A mission from the IMF has just returned from Islamabad after holding talks with the Pakistani authorities about the country’s economic development, prospects and policies.
It is expected that by lessening the central bank’s role in the provision of refinancing and export finance, it will encourage the commercial banks to improve their ability to meet the needs of the Pakistani private sector and their export credit requirements.
According to research by Pakistan’s state bank, government controlled refinancing schemes have had adverse economic outcomes and pose problems for effective liquidity management. It also reduces the incentive for commercial banks to mobilise their deposits, despite the average deposit rates rising from 2.9% in June 2006 to 4.0% in June 2007.
The bank is also introducing a new long-term financing facility to promote export led industrial growth in Pakistan. This facility will be available through approved banks and other financial institutions. Under this new programme, exporters can tap for financing for procurement of new imported and locally manufactured plant and machinery.

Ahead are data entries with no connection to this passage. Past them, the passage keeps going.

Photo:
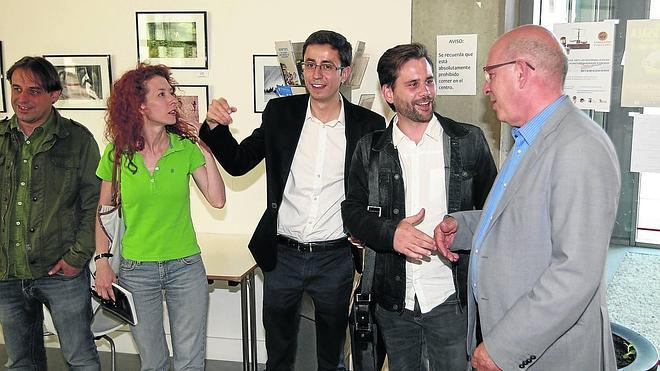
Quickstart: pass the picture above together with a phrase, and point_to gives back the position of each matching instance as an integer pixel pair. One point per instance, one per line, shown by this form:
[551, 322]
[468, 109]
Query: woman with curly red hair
[157, 153]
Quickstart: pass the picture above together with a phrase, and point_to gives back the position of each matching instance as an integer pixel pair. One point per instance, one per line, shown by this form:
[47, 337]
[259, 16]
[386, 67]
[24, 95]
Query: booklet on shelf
[287, 60]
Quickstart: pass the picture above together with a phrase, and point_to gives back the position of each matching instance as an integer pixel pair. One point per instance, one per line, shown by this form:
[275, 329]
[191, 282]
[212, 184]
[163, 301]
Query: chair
[102, 325]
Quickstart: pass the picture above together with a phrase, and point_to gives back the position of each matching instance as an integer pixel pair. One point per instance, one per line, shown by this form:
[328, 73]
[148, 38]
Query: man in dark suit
[300, 243]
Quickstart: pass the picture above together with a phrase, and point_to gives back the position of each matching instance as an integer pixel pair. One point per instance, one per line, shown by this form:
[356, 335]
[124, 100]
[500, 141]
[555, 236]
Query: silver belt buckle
[374, 209]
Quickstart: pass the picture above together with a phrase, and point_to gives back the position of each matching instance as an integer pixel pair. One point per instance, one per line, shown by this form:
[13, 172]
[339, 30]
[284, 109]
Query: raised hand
[219, 113]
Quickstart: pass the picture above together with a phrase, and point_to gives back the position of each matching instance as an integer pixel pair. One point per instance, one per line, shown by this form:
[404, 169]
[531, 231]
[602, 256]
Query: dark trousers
[410, 335]
[327, 277]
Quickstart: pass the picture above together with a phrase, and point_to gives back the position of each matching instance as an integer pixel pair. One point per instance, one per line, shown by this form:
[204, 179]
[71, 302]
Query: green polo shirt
[39, 141]
[156, 207]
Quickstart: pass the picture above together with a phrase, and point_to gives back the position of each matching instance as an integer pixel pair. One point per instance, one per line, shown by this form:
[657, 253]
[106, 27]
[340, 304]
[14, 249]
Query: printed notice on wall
[641, 72]
[645, 154]
[589, 47]
[456, 64]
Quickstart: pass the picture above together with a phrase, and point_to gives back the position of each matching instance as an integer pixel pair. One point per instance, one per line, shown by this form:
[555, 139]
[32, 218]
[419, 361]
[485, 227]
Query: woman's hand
[104, 279]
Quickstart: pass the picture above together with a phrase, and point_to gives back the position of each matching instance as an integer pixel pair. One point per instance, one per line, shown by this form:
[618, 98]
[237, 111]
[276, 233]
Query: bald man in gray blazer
[536, 284]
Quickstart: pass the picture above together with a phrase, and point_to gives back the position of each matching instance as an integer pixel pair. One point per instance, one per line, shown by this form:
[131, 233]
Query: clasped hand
[415, 244]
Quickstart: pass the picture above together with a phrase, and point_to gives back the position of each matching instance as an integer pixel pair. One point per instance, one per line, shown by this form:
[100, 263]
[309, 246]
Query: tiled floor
[128, 362]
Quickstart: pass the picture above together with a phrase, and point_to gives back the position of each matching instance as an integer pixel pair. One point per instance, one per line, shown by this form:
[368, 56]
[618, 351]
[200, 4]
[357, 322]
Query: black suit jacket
[276, 141]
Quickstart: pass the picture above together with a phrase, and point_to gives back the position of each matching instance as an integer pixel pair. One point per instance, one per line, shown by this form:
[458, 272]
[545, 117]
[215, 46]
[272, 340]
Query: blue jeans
[182, 284]
[21, 318]
[410, 335]
[327, 276]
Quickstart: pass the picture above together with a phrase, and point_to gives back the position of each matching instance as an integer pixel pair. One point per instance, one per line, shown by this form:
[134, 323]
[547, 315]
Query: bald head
[539, 47]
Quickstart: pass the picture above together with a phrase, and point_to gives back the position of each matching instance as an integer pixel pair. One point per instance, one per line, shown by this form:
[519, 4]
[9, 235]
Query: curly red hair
[123, 118]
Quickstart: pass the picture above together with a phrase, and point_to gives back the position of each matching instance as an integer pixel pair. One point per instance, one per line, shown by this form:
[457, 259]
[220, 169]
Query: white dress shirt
[314, 190]
[424, 178]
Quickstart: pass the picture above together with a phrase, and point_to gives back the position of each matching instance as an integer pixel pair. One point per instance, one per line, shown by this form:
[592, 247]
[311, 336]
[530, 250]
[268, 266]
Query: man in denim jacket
[428, 165]
[49, 195]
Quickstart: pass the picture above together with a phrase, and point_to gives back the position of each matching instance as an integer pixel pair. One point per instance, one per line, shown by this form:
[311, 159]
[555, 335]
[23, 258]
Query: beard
[410, 111]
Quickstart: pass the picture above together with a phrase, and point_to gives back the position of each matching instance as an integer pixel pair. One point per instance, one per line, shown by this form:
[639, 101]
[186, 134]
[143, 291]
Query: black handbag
[366, 346]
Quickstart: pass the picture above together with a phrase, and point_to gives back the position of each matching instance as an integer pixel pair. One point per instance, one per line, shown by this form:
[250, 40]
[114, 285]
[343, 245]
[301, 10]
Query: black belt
[312, 246]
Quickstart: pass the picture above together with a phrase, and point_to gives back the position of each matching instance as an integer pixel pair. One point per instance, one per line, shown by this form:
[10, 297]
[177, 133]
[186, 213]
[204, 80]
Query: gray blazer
[542, 292]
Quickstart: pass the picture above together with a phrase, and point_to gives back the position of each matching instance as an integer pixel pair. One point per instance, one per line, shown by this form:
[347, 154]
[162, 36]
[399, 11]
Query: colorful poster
[589, 47]
[456, 65]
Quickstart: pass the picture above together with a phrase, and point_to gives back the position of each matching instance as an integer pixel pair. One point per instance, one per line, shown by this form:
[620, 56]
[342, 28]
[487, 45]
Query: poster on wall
[267, 76]
[456, 64]
[175, 39]
[193, 102]
[641, 71]
[589, 47]
[645, 150]
[86, 80]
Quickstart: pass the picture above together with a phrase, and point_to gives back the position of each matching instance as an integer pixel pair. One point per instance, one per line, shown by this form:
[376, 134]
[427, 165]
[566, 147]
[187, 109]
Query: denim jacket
[64, 194]
[470, 172]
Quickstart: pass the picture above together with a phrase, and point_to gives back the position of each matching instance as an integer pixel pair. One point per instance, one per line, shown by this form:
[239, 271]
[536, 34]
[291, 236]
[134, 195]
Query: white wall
[237, 29]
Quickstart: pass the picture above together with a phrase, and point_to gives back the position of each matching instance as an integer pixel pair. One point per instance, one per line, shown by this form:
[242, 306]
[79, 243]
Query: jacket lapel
[529, 161]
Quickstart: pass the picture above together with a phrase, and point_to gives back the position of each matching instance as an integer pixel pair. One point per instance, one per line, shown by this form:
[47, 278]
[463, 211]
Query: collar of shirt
[339, 121]
[433, 131]
[43, 131]
[532, 128]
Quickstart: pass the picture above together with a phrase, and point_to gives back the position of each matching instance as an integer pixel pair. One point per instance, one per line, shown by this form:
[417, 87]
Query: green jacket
[64, 194]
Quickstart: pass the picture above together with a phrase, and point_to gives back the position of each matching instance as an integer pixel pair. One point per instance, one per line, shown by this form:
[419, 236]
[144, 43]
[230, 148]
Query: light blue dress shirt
[524, 137]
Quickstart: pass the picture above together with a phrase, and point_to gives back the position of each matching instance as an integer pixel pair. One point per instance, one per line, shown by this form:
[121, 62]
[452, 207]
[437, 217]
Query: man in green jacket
[48, 198]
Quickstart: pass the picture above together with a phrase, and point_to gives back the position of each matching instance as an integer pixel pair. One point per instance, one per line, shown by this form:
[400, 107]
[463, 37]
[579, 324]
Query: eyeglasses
[326, 67]
[487, 69]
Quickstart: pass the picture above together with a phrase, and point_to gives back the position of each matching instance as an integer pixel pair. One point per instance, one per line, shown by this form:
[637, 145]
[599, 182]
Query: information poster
[641, 71]
[645, 155]
[456, 65]
[589, 47]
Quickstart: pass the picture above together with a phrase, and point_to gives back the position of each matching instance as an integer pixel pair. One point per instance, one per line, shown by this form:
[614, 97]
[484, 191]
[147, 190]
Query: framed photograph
[175, 39]
[367, 100]
[193, 102]
[3, 102]
[267, 75]
[86, 80]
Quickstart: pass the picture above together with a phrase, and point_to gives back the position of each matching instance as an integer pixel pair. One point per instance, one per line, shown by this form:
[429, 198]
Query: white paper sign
[456, 65]
[589, 47]
[641, 73]
[645, 156]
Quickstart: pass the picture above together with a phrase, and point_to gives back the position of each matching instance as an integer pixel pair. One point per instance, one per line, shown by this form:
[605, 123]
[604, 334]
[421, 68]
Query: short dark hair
[394, 58]
[336, 41]
[41, 69]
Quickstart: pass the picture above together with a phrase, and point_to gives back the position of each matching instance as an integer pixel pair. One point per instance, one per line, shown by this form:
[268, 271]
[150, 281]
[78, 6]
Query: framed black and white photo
[193, 102]
[267, 75]
[175, 39]
[3, 102]
[86, 80]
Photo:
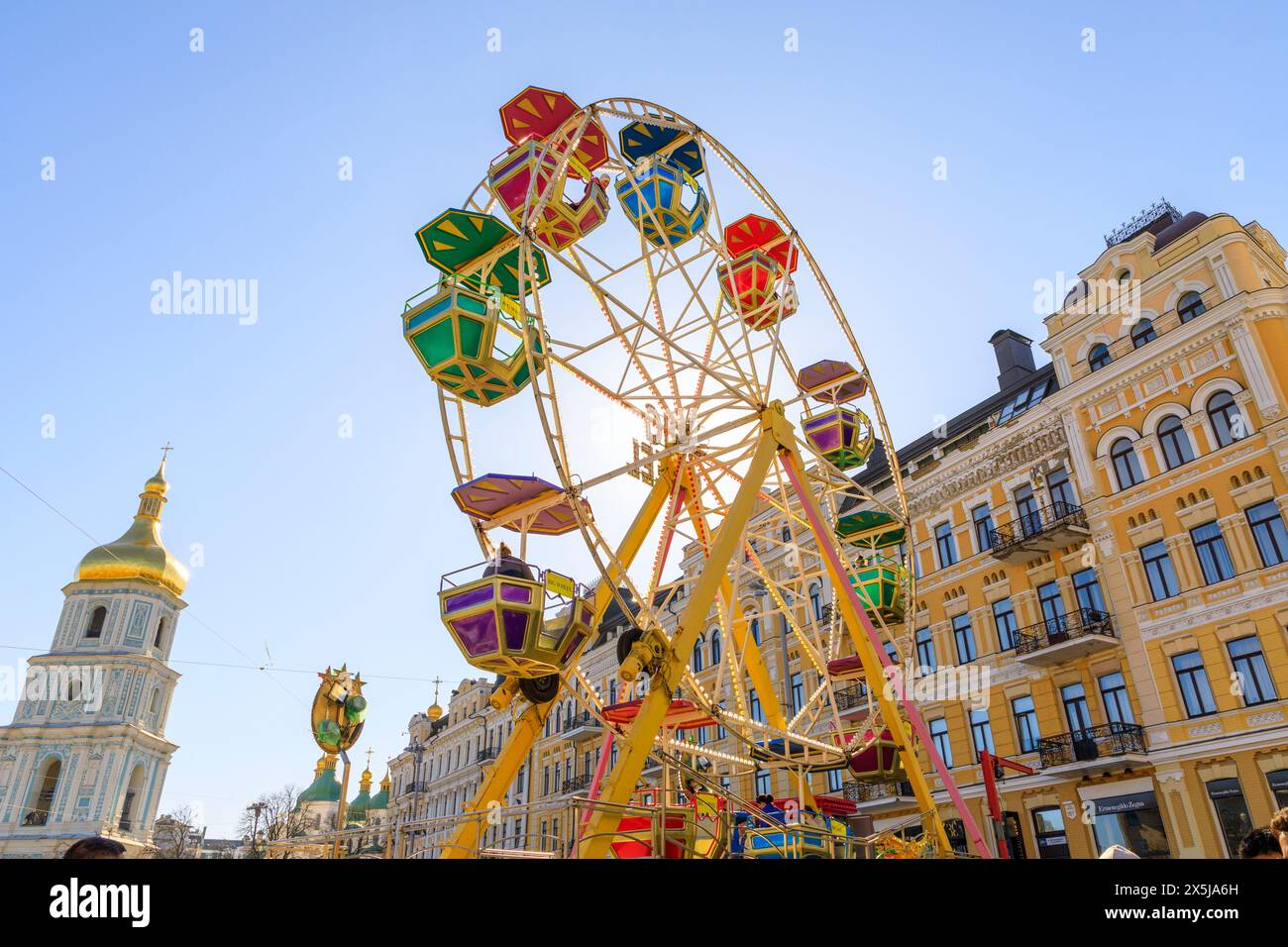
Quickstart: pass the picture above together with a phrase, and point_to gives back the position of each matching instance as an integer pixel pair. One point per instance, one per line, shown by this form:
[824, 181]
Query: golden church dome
[140, 552]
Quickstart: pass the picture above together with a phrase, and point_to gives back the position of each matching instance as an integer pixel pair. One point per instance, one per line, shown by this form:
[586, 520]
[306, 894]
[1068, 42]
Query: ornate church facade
[86, 751]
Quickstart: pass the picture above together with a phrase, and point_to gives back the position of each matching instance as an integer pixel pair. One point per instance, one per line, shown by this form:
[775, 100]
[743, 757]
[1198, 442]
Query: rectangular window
[925, 650]
[965, 638]
[1253, 674]
[1074, 698]
[980, 731]
[1048, 832]
[1004, 616]
[1052, 609]
[1113, 693]
[1063, 501]
[939, 733]
[1214, 557]
[983, 519]
[1269, 531]
[1192, 678]
[944, 545]
[1086, 589]
[1026, 509]
[1159, 571]
[1232, 812]
[1025, 723]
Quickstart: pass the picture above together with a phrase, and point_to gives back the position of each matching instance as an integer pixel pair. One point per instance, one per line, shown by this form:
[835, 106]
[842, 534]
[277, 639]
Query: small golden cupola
[140, 552]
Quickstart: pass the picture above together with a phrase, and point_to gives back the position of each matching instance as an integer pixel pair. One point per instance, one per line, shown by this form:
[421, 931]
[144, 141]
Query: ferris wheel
[622, 289]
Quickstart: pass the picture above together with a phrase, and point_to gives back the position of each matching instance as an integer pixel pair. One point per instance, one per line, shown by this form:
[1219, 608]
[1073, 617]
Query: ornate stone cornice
[1029, 446]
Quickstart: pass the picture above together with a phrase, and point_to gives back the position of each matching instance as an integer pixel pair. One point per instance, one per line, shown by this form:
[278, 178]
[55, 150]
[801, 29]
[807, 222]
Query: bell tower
[86, 751]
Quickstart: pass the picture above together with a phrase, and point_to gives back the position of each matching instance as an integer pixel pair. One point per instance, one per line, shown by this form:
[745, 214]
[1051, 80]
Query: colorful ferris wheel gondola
[536, 170]
[660, 191]
[840, 434]
[469, 331]
[756, 278]
[505, 615]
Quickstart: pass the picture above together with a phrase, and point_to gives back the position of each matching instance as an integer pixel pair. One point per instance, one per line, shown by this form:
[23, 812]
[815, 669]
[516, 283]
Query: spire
[434, 711]
[140, 553]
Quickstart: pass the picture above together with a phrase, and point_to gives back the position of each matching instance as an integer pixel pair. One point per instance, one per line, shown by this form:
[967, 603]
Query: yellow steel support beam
[498, 777]
[746, 644]
[638, 741]
[867, 646]
[743, 642]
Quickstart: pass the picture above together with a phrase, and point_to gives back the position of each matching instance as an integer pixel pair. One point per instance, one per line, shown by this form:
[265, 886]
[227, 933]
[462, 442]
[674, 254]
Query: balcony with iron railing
[880, 796]
[1108, 749]
[1035, 534]
[1067, 638]
[576, 784]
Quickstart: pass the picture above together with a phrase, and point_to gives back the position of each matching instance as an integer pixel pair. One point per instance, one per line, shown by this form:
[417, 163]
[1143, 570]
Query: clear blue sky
[223, 165]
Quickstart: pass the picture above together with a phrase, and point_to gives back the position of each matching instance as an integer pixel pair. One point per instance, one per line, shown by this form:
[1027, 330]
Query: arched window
[1190, 305]
[132, 793]
[97, 618]
[1227, 419]
[1176, 444]
[43, 789]
[1099, 356]
[1126, 466]
[1142, 333]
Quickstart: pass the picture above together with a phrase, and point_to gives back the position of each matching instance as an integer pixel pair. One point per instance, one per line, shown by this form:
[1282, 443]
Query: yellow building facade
[1102, 558]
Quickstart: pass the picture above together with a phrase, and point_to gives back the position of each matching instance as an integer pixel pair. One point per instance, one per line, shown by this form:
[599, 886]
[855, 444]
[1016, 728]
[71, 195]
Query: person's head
[95, 847]
[1260, 843]
[1279, 825]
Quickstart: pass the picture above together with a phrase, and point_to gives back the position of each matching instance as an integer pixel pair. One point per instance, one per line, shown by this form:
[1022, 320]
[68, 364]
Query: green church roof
[323, 789]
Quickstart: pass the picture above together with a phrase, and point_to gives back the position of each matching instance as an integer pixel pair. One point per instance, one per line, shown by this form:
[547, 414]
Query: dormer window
[1099, 356]
[1190, 305]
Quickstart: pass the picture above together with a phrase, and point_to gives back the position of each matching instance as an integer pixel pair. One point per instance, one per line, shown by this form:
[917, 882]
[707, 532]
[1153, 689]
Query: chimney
[1014, 357]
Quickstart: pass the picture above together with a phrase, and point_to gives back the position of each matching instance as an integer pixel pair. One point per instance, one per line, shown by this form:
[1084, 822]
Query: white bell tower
[86, 751]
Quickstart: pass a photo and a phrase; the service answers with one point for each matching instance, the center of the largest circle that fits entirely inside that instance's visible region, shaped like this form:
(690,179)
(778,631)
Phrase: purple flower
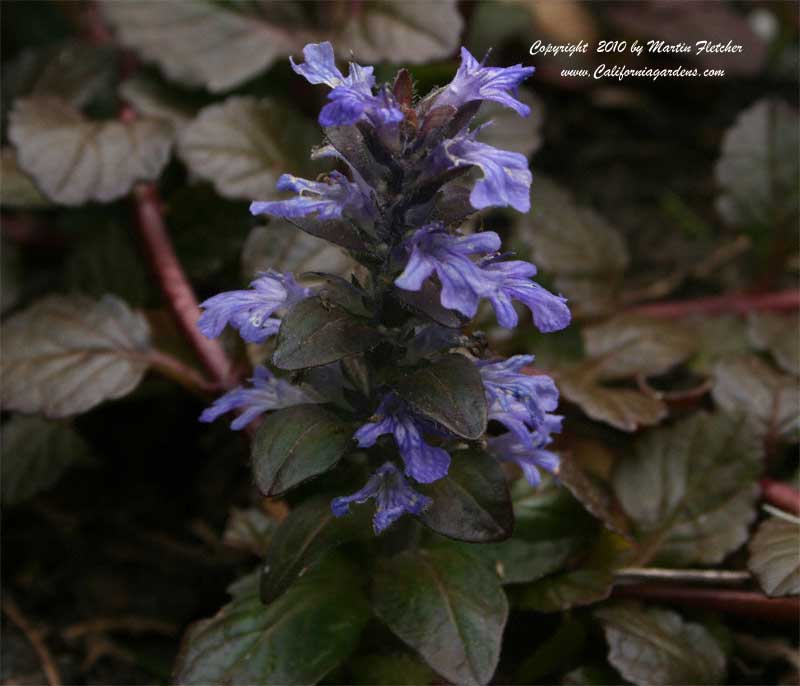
(352,98)
(251,311)
(391,492)
(520,402)
(424,463)
(473,81)
(530,455)
(433,249)
(506,178)
(267,392)
(464,281)
(327,199)
(511,281)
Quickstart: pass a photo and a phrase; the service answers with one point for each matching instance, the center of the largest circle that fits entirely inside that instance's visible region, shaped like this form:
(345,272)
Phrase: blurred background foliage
(125,520)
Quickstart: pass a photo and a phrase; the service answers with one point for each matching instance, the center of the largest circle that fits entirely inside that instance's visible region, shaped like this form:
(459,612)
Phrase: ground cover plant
(339,349)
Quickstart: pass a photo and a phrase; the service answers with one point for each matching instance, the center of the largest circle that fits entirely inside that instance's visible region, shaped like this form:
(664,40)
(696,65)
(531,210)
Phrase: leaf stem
(743,603)
(187,376)
(718,304)
(781,495)
(49,668)
(690,576)
(174,284)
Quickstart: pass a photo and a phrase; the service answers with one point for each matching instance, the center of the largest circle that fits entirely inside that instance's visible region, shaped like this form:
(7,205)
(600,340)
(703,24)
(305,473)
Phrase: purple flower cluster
(464,281)
(524,404)
(266,392)
(463,269)
(251,312)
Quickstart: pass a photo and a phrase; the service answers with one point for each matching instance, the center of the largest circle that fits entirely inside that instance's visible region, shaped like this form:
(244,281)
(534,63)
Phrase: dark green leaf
(35,454)
(587,255)
(591,675)
(559,650)
(631,345)
(66,354)
(302,538)
(588,583)
(691,488)
(623,408)
(450,392)
(758,168)
(655,647)
(313,334)
(340,232)
(780,334)
(427,303)
(446,607)
(398,669)
(775,558)
(243,145)
(281,246)
(74,160)
(211,44)
(107,259)
(749,389)
(250,530)
(411,32)
(550,529)
(151,98)
(295,444)
(472,502)
(592,493)
(295,640)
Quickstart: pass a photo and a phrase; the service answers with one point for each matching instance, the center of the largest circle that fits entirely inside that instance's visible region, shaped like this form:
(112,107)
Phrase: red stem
(742,603)
(781,495)
(174,284)
(734,302)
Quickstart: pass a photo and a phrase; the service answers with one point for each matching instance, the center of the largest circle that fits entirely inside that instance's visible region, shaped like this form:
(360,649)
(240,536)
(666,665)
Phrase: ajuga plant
(379,381)
(391,351)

Funds will be accessible for export-focussed projects where at least 50% of sales take the form of exports, or if annual exports amount to the equivalent of US$5mn.
Taking into consideration these changes in policy, as well as other developments, the IMF issued the following statement in Islamabad: “Pakistan’s economy continued to perform well in 2006/07, with real GDP growth increasing to 7%. Average inflation remained 8%, but the 12-month rate has declined to 6.5% in recent months. This outcome has been made possible by continued prudent macroeconomic management and structural reforms that have encouraged a strong pick-up in domestic and foreign investment.”
The IMF mission also reports that despite lower import growth, the external current account deficit increased to 4.9% of GDP in 2006/07 due to slower export growth.
However, increased foreign direct investment and portfolio inflows have covered the external current account deficit, strengthening the international reserves position. IMF’s outlook for economic growth in Pakistan for 2007/08 is “favourable”.
But it underlines the need for measures to be taken to lower the external current account deficit, and given the current uncertain global financial climate it urges for “very prudent macroeconomic policies”.